第44話 ネーラと町の住民との決着
「大丈夫ですか?」
カイルはネーラに声をかけた。
「アタタタタ、大丈夫ニャ。ありがとう、カイル」
ネーラに怪我などは無く、素直に立ち上がった。
「お、おまえ! 魔族! みんな! 魔族が出たぞ!」
ネーラの真っ黒な猫耳を見た肉屋のおじさんが、恐怖混じりの大声を上げた。
その声に町の連中が棒や鎌、包丁などを持って現れた。
肉屋のおじさんも大きな肉切り包丁を手に殺気立っている。
「魔族と一緒だと、お前らは魔族の仲間か?」
ノアールの返答ひとつで町の連中が全て敵に回る。そんな状況だった。
カイルはネーラを守るように背中に隠し、いつでもコンバットスーツを装着できるように準備していた。
そしてノアールはあきれ果てた顔で、肉屋のおじさんの前に出た。
「はぁ~!? 何言ってるの? わたしがこの魔族の仲間かって!? 何を馬鹿な事を言ってるのよ。そんなバカな事を言っていたらぶっ飛ばすわよ」
ノアールがおじさん相手にすごむ。見た目はおとなしい少女のノアールだが、いざとなれば怖い。その変貌ぶりにおじさんはたじろぐ。

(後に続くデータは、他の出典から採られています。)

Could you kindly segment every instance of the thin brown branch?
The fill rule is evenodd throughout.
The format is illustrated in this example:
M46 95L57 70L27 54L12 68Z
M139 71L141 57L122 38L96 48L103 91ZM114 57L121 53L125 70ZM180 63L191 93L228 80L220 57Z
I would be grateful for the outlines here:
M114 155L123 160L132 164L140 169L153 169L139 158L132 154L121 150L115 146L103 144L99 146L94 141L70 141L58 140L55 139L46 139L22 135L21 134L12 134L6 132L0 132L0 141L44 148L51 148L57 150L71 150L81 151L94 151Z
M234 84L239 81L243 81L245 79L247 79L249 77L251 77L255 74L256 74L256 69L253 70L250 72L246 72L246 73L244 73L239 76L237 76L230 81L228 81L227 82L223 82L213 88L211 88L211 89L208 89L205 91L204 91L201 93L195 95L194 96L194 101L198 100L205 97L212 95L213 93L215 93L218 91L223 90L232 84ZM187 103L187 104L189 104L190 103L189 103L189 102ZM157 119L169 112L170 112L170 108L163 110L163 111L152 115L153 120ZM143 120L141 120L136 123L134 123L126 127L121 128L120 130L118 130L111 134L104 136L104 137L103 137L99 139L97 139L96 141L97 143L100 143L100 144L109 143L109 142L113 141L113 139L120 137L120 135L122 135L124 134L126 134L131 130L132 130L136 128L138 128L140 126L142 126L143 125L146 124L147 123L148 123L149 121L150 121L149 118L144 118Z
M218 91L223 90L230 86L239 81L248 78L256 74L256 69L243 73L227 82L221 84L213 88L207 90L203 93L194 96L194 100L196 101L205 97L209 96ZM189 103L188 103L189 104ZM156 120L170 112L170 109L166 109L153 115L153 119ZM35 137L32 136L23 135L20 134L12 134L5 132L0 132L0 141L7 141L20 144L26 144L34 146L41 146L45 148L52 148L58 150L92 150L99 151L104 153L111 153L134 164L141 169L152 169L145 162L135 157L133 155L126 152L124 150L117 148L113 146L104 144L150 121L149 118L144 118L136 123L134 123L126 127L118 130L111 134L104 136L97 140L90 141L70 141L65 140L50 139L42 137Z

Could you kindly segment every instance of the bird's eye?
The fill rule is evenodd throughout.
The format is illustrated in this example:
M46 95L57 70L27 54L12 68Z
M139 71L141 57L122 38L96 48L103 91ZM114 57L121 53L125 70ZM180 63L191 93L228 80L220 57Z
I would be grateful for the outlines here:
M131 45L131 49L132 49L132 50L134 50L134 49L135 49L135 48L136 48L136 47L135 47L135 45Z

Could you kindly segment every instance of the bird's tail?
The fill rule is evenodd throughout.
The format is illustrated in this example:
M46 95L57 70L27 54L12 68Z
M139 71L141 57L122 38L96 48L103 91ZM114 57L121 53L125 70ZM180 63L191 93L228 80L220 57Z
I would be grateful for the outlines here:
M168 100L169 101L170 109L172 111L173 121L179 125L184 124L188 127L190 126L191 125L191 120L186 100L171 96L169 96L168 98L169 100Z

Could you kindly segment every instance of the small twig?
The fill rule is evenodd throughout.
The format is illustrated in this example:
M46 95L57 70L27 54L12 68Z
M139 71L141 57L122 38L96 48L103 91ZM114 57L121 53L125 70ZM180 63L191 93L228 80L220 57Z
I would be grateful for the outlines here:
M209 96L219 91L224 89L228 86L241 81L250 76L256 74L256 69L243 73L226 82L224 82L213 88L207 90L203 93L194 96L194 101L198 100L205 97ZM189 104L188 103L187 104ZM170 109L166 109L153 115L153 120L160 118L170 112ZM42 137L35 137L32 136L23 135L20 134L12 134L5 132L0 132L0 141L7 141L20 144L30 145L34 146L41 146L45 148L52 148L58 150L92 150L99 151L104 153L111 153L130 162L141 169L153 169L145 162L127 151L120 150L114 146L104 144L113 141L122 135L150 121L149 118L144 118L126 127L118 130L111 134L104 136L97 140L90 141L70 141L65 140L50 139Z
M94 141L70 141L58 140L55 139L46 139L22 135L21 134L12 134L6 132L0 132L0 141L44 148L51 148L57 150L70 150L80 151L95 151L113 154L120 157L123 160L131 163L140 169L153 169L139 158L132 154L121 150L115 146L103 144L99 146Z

「だ、だったら、そこの魔族をこっちに渡して貰おうか」
「そうだ、そうだ、魔族なんて全員ぶち殺してやる!」
「そいつを渡せ!」
町のみんなは口々に好き放題言っていた。
町の住民の悪意を一身に受けるネーラはカイルの後ろでおびえていた。
「ノアール……」
ネーラはノアールに引き渡さないでと懇願しようとして口をつぐむ。
ノアールはネーラを嫌っている。ネーラがお願いをしても意味がないのではないか。先ほどもノアールはネーラの事を仲間だとは言ってくれなかった。頼れるのはカイルしかいない。
ネーラはカイルの服をぎゅっと握った。
「大丈夫ですよ」
ノアールの背中を見ているカイルはそっとつぶやいた。
「カイル……」
ネーラは瞳に一杯の涙を浮かべていた。
「さあ、嬢ちゃん、その魔族をこっちに渡しな」
「嫌よ」
「はぁ!? なんでだ? そいつはあんたの仲間でも何でも無いんだろう?」
「誰がそんなことを言ったのよ。わたしたちがこいつの仲間じゃなくて、こいつがわたしたちの仲間なの。そこのところ勘違いしないでちょうだい。さあ、行くわよ。カイル、ネーラ」
そう言って、ノアールは集まった町の住民を無視するように歩き始めた。
「……ノアール」
「ね、言ったでしょう。ああ見えて、ノアールはちゃんとネーラの事を認めているんですよ」
カイルはその後ろに付いていく。
唖然としていた町の住民の中で言い出しっぺの肉屋のおじさんが我に返った。
「まて! お前らも魔族の仲間なんだったら、まとめてぶっ殺してやる」
その言葉にカイルはコンバットスーツを身につけて、レーザーガンを抜くと一瞬でおじさんの肉切り包丁を破壊すると、おじさんは腰を抜かして座り込んだ。
「今のはわざと包丁だけ狙いました。まだ何か文句があるようでしたら、容赦しませんし、武器はこれだけでは無いですよ。この町くらいであれば一撃で半分くらいは吹き飛ばせますが、お見せしましょうか?」
カイルはあくまで冷静に事実だけをのべた。
見たことも無い鎧と武器に町の住民の身体も頭も固まっていた。
「あら、カイル。ダメですよ。おじさんの商売道具をそんなにしては、少ないですが弁償しますわ」
そう言ってノアールは肉切り包丁など十本は買える額のお金をおじさんに手渡した。
「これからもちょくちょく買い物に来ますから、そのときはよろしくお願いしますね」
そう言ってにっこり笑うノアールの瞳は全く笑っていなかった。今後、自分達に何かすればその時こそ容赦しないぞと言っている。おじさんはノアールの瞳を見てそう感じた。
「は、はい」
「よろしい。これからもよろしくね」
そう言うと、三人は大量の食料と共に屋敷へと戻ったのだった。